Il y aura d’autres choses demain. Elle y croit parce qu’elle sait confusément que renoncer à ses convictions l’empêcherait de grandir, de s’échapper de la cuisine qui broie du noir, d’être ailleurs que sous l’évier où ses genoux se blessent sur la tomette aux joints descellés. Et d’oublier le tapioca,
Je vais peut être ne pas ouvrir les yeux tout de suite, si confortablement abandonnée sur le transat à la toile de gros coton rayé. Abritée sous le saule gigantesque dont les mille doigts feuillus viennent caresser ma peau tiède et moite, je me suis assoupie en cette fin d’après midi. Sereine et pleine.
Sur la terrasse carrelée d’une magnifique tomette aux joints parfaitement scellés, ils sont tous là, comme chaque été. Les plus grands, les ados, et les plus petits.
Les yeux clos, j’imagine Samuel qui s’essouffle dans sa course pour rattraper sa sœur Rachel. Le chat et la souris. Dieu seul sait pourquoi, Keenan s’acharne à vouloir dresser des vers de terre. Il prétend les comprendre. Son petit frère Eliott-Ali voudrait faire de Max le Chien une monture sur laquelle Eliott-Ali-Alias-Zorro pourrait chevaucher, emporté dans une croisade héroïque destinée à chasser « les zinégalités ». Max se refuse obstinément à participer à la croisade, mais sans jamais montrer les crocs. Sagement assise à l’écart du chaos, Sarah la plus jeune de tous, s’applique à tisser une frise-pour-maman à l’aide de boutons d’or cueillis consciencieusement. Des cris, des rires, la vie.
Le soleil rasant dessine des tâches d’orange caramélisée sur les vitres des grandes baies ouvertes sur le jardin.
J’aimerais bien ne pas ouvrir les yeux, encore un peu. Je sais que les petits me guettent. Le moindre tressaillement de paupière les fera accourir et se jeter sans pitié sur ma tranquillité.

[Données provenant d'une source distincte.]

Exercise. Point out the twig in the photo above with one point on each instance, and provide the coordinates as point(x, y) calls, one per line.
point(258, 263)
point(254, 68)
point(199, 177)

« Mamine ? MA-MI-NE ! T’es réveillée ? ». Suivront des chapelets de doléances enfantines. « - Est ce qu’on peut se baigner même si les parents ont dit non ? - Est-ce qu’on peut laisser les morceaux d’oignon et de poivron quand on mangera les brochettes, même si Papa n’est pas d’accord ? - Dis Mamy-Mamine, tu pourras leur dire que c’est toi qui l’a décidé ?.... ».
J’ouvre des yeux qui rient. L’essaim de jeunesse tient ses promesses, les petits s’agglutinent autour de moi et jacassent, quémandent, tombent et se redressent. Rachel les bouscule, elle est l’aînée. « Regarde Mamine, les étoiles arrivent dans le ciel. C’est laquelle la Dignité ? Montre-nous, encore….».
Au même instant, la voix enjouée de Jérôme-déguisé-en-cuisinier, se crée un chemin sonore aux frontières du jardin de l’Eden : « Anaïs, c’est prêt….. Viens s’il te plait, on va dîner ».